派遣社員でも時給交渉は可能ですが、「いつ・どう伝えるか」が重要となります。
この記事では派遣の時給が決まる仕組みから、交渉しやすいタイミング、成功率を高める伝え方や例文を解説。

納得できる働き方を選ぶための実践的な方法をご紹介します。

派遣社員は時給交渉できる?仕組みと誤解

派遣の仕事は時給が決まっているため「交渉はできない」と思われがちです。
しかし実際には、多くのケースで時給の見直しは行われています。

まずはその仕組みを正しく理解することが重要です。

派遣社員でも時給交渉は可能

派遣社員の時給は、最初に提示された金額から絶対に変わらないものではありません。
業務範囲が広がった、求められるスキルが上がった、派遣先からの評価が高いといった条件がそろえば見直される可能性もあります。

時給は労働の対価であり、相談すること自体がわがままになるわけではありません。

近年では派遣社員の待遇改善も進んでいます。
派遣会社側も、派遣先の評価や契約単価の上昇に応じて時給を調整することがあります。

もちろん、すべてのケースで時給アップが通るわけではありませんが、「交渉すること=迷惑」ということでは決してありません。

時給が決まる仕組みを知っておこう

派遣という働き方は、派遣社員・派遣会社・派遣先の三者で成り立っています。
働いている職場(派遣先)での評価が高くても、時給を決めるのは派遣先ではなく派遣会社です。
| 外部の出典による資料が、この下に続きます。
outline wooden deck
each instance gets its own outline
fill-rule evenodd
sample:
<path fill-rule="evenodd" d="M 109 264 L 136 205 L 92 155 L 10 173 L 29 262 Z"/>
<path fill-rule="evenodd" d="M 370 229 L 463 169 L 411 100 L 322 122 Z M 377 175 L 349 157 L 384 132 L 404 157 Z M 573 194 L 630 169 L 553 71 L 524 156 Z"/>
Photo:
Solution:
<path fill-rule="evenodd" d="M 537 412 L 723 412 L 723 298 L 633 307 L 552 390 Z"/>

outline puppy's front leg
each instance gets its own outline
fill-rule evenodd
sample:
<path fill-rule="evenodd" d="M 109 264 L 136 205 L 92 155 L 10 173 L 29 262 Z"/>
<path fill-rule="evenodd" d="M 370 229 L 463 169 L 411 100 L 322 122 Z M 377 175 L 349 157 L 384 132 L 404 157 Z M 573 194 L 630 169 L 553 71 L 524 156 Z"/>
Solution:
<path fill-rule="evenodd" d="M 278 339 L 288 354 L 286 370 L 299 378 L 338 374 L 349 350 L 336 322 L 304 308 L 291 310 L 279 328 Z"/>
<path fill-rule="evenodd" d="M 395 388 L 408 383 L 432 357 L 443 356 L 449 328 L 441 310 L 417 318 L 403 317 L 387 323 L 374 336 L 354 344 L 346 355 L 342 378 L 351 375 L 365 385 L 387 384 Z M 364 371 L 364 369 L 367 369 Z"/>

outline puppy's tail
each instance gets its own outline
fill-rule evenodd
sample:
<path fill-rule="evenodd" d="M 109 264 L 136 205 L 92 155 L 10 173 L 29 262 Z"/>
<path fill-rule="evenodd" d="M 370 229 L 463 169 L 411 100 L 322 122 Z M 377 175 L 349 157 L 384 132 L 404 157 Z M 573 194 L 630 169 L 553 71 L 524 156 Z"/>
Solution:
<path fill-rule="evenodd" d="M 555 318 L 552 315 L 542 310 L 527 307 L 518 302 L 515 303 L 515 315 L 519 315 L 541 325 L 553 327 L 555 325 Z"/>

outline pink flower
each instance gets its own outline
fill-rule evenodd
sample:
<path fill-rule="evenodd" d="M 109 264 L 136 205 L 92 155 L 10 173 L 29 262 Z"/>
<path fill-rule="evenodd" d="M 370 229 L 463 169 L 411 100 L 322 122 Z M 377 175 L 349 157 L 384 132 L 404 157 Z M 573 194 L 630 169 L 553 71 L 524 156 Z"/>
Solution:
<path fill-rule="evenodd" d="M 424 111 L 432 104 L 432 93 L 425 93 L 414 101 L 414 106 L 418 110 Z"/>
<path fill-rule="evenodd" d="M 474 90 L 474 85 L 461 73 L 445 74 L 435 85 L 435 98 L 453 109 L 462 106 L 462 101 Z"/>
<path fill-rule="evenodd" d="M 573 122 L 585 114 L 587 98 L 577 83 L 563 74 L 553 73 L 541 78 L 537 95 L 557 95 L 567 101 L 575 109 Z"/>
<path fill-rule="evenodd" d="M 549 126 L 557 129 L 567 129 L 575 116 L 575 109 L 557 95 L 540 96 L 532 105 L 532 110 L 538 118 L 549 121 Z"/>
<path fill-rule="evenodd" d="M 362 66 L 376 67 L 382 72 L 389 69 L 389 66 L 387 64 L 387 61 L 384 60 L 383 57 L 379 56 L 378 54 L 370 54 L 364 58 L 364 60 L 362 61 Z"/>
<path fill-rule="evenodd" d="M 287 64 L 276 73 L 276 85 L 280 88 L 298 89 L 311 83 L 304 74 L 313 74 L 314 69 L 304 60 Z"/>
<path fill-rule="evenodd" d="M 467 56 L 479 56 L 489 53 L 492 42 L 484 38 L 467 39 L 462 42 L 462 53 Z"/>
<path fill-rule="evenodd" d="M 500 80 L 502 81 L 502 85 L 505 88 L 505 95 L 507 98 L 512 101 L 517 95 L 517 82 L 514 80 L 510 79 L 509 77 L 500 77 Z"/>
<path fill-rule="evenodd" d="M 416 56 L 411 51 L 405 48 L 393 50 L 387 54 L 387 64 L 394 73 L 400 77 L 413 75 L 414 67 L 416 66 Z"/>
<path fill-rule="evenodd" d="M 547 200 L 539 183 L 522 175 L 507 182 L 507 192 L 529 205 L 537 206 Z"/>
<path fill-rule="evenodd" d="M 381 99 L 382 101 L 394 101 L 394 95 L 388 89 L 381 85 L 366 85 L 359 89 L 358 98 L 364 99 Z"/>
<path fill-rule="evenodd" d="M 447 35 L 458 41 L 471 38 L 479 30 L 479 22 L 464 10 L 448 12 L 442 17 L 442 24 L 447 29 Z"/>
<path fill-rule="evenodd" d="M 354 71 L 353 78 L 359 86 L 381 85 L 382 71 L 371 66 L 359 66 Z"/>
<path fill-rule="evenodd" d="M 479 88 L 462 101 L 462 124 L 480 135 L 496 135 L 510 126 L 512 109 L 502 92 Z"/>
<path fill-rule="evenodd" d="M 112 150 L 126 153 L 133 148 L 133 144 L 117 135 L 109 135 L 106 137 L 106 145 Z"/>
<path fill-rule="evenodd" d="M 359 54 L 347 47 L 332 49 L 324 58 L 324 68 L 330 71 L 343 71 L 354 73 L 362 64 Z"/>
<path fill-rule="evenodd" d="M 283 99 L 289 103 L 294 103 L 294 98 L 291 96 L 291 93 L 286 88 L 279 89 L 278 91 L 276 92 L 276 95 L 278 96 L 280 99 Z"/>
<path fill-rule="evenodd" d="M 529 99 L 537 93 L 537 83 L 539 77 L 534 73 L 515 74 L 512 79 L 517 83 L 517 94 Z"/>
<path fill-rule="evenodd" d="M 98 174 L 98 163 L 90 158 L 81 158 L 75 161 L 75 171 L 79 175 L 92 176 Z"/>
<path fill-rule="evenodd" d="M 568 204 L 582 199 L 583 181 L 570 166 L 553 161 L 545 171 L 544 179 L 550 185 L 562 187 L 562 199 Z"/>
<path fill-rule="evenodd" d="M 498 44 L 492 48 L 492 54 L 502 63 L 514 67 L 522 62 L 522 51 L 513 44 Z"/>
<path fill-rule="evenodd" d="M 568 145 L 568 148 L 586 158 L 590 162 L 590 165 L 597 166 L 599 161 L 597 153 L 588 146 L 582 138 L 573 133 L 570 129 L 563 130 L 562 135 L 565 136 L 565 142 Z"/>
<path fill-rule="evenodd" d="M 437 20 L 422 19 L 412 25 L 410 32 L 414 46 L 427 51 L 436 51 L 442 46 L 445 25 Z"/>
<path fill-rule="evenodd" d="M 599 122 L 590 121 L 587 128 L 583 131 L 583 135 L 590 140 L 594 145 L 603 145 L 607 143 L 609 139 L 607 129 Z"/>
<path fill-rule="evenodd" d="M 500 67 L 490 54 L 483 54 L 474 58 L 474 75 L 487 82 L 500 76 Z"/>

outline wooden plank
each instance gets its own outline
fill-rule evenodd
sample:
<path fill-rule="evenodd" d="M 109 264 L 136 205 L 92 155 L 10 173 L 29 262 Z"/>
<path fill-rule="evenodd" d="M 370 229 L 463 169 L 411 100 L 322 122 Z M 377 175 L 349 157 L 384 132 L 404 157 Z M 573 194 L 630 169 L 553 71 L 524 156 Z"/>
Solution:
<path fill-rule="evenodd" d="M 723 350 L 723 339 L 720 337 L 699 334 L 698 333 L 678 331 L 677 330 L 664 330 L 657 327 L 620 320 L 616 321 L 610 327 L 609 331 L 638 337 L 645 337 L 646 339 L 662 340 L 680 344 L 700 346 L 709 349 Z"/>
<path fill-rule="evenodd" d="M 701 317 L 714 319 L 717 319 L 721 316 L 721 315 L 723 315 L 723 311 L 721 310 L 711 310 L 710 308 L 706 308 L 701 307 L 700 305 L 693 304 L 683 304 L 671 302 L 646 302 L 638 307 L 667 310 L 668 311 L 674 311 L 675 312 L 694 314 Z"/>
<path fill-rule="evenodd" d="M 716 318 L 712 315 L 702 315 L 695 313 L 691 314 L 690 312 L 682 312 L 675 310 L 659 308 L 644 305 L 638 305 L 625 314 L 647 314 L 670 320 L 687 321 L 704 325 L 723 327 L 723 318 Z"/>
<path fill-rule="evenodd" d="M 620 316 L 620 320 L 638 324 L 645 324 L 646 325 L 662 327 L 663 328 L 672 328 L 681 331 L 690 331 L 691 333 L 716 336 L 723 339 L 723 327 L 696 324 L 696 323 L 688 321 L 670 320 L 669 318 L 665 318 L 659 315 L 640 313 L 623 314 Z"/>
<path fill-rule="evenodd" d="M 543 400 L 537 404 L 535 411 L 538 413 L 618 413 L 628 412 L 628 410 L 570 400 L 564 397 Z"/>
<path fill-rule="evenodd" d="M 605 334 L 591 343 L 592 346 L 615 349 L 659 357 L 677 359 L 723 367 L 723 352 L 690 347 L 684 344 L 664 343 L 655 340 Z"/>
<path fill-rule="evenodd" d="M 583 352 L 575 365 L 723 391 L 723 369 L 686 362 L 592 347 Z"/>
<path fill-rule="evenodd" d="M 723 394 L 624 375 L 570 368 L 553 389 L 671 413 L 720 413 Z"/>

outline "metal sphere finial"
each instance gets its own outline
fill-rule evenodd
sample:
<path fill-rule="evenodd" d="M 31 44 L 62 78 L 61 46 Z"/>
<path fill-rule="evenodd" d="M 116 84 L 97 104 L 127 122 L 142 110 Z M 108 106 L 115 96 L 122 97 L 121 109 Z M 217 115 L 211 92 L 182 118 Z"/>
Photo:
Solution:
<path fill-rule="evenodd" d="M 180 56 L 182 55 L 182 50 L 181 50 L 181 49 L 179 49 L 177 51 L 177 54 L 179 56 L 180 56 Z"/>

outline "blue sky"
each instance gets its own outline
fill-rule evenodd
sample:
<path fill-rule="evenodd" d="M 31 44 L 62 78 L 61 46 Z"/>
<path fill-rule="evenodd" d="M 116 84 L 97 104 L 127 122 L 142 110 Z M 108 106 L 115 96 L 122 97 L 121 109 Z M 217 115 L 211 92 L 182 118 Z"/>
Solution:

もう少し補足すると、派遣会社は派遣先から受け取る「契約単価(派遣料金)」の中から、社会保険料や諸経費、派遣会社のマージンなどを差し引いたうえで、時給を設定しています。

時給を上げたいときに必要なのは、
派遣会社に対して「貢献度や業務範囲の変化を踏まえ、派遣先へ単価交渉(または社内調整)を検討してほしい」
と相談することです。

これを理解しておくと、伝える相手や言い方を誤りにくくなります。

時給交渉で「印象が悪くなる」は本当か

時給交渉が原因で印象が悪くなるかどうかは、伝え方次第です。
感情的に不満をぶつけたり、突然「時給を上げてくれないなら辞めます」と迫ったりすれば、担当者が身構えてしまうのは当然です。

一方で、働きぶりや成果、業務範囲の変化といった事実をもとに、「今後も安定して貢献したいので条件面も相談したい」と丁寧に伝えると、むしろ評価されることもあります。

派遣会社の担当者にとっても、優秀で安定的に働いてくれる派遣社員は貴重な存在です。
現場からの評価が高い人ほど派遣先への単価交渉がしやすく、時給アップにつながる可能性も上がります。

派遣の時給交渉がしやすいタイミングと準備

時給交渉はタイミングで結果が大きく変わります。

無計画に切り出すのではなく、交渉しやすい場面を選び、事前準備を整えましょう。

時給交渉がしやすい3つのタイミング

もっとも交渉しやすいのは「就業前」です。
条件提示を受けたタイミングは、派遣社員に案件を請けてほしい局面なので、希望条件のすり合わせが自然にできます。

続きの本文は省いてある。